Offering of the Day: A Superb Original Watercolor Illustrating Aesop’s Fables by Samuel Howitt, the Most Celebrated 18th-Century Artist of Sporting Scenes
Samuel Howitt
Original watercolor created for A New Work of Animals; Principally Designed from the Fables of Aesop, Gay and Phaedrus.
Drawing in pen , brown ink & wash with watercolor over pencil
Paper size12 3/4” x 9” (framed size 20 1/4” x 24 1/4”)
London, 1808
$15,000
Samuel Howitt occupies a unique position in the rich history of British sporting art. A completely self-taught artist, Howitt received a rural sportsman's upbringing in Nottinghamshire. In London he lived at the heart of the city's smartest young social set, only turning to his art seriously when he fell into financial difficulty. What followed was a productive and highly acclaimed career as a painter and illustrator of a remarkably broad range of sporting subjects. Howitt combined his sportsman's upbringing with a highly evolved and original visual style to create some of the most vibrant and engaging images from this great period of British sporting art.

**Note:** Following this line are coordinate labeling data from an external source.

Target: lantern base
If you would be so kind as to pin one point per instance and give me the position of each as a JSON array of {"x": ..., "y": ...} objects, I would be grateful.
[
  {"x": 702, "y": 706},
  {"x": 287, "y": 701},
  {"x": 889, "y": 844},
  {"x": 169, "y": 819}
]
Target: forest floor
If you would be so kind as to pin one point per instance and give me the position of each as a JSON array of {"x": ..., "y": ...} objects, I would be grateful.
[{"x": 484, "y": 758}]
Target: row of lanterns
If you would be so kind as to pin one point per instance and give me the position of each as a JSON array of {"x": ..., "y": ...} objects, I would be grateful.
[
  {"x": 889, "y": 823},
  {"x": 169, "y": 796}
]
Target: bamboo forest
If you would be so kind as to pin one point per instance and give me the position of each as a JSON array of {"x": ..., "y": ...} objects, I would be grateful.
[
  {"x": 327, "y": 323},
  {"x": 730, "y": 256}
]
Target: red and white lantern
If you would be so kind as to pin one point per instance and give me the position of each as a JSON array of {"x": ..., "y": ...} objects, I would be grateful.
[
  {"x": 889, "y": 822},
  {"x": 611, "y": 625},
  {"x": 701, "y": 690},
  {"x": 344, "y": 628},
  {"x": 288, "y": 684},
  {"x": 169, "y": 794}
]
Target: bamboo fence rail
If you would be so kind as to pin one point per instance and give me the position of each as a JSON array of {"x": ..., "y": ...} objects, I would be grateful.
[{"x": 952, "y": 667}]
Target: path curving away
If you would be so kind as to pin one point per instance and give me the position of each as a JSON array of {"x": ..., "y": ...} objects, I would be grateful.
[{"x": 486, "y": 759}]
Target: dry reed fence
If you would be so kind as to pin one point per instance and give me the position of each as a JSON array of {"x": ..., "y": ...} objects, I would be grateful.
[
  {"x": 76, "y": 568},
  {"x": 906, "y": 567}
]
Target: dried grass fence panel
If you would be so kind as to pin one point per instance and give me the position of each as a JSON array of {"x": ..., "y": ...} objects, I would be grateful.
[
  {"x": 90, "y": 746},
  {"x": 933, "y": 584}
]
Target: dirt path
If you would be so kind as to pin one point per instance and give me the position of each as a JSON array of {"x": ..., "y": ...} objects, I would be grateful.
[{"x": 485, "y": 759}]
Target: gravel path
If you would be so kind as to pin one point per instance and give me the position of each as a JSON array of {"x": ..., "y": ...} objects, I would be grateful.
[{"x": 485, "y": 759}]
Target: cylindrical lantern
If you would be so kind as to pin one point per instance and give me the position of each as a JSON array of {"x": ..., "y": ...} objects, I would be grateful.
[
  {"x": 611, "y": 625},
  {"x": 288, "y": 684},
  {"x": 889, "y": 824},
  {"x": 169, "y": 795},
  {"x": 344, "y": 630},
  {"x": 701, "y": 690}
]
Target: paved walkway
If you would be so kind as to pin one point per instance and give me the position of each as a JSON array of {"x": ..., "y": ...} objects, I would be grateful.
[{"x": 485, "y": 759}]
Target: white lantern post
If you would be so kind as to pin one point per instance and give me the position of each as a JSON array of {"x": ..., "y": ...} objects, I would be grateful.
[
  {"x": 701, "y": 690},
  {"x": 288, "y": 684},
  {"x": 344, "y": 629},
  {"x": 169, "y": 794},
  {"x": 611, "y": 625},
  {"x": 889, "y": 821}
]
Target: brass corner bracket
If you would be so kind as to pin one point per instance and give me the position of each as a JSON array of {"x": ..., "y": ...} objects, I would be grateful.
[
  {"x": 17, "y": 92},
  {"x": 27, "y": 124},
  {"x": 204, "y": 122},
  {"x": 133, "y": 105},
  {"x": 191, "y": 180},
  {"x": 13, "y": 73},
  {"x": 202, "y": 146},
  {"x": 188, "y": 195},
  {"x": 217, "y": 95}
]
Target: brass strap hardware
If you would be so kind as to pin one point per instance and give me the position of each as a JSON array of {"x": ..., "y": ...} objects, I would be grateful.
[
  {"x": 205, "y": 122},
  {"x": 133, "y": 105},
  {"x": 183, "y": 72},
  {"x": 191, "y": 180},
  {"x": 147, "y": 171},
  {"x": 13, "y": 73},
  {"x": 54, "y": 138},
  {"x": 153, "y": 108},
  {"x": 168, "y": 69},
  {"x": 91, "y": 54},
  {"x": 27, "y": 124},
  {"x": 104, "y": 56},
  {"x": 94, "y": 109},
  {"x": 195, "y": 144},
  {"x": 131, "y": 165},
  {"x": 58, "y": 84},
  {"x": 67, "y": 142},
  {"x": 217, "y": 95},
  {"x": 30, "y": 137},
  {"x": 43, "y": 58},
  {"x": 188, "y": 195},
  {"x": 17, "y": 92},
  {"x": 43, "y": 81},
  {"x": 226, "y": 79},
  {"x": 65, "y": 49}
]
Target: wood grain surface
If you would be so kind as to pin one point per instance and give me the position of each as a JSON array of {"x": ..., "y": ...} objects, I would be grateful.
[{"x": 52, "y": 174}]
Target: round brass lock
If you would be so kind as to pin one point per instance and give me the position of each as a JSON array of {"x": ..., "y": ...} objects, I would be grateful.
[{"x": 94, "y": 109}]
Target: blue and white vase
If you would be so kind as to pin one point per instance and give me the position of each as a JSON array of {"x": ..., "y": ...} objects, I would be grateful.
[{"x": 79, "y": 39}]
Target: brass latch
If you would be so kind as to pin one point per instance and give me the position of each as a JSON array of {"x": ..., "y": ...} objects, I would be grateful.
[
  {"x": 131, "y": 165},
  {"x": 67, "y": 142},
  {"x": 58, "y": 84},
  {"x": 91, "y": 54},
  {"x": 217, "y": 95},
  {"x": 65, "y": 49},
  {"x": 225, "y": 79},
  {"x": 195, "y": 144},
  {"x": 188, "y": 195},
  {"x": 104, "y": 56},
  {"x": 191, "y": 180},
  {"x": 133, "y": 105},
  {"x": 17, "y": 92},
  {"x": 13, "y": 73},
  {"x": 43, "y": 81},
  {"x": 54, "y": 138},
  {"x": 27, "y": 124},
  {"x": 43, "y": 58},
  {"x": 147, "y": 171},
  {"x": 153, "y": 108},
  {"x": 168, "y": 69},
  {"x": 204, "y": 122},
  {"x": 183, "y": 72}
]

The Greek fables of Aesop, with their cleverly wrought lessons on reason and morality, enjoyed a revival in the 17th century with La Fontaine's “Fables,” a monument of French Classicism. Howitt, as the title of this work implies, was more directly inspired by the English poet John Gay's renowned version of the fables, published in 1727. Aesop's Fables (based perhaps on even earlier Indian fables) possess a timeless wisdom that comments gently on the foibles of the human condition, and Howitt's masterful watercolors convey the essence of these stories with a stylistic charm and emotional power that matches any of the poetic works of his literary forebears.
A number of legends or facts have come to serve as something of a biography of Aesop: the greatest, and quite possibly fictional, writer of fables. The life and history of Aesop is involved, like that of Homer, the most famous of Greek poets, in much obscurity. He is thought to have been born about the year 620 B.C. is Samos, and to have been by birth a slave who was later freed in recognition of his great wit and learning. From such humble beginnings he was said to have risen to a position of great prominence in the cultural and intellectual life of Greece, eventually attaining a measure of political power under the patronage of Croesus, king of Lydia. Yet a number of authors from the 5th century BC onward placed Aesop at a number of locations and situations, and he seems to have been born in at least three different cities. This alone makes it likely that "Aesop" was a name invented to be a generic author for any collection of fables, many such collections from various authors being available. In any event, the name of Aesop has been associated with one particularly engaging and instructive literary form, the fable. Throughout history fables, which contain a short narrative that seeks to illustrate a hidden message, have been a popular method of giving instruction.
Samuel Howitt, interpreting the fables that seem no less relevant today than they did almost three millenia ago, has infused them with a new vitality, and done so in a manner that illustrates their fundamental messages of common sense with freshness and vigor. These watercolors are engaging original works by this noted artist, who retold the ancient fables in his own remarkable visual language.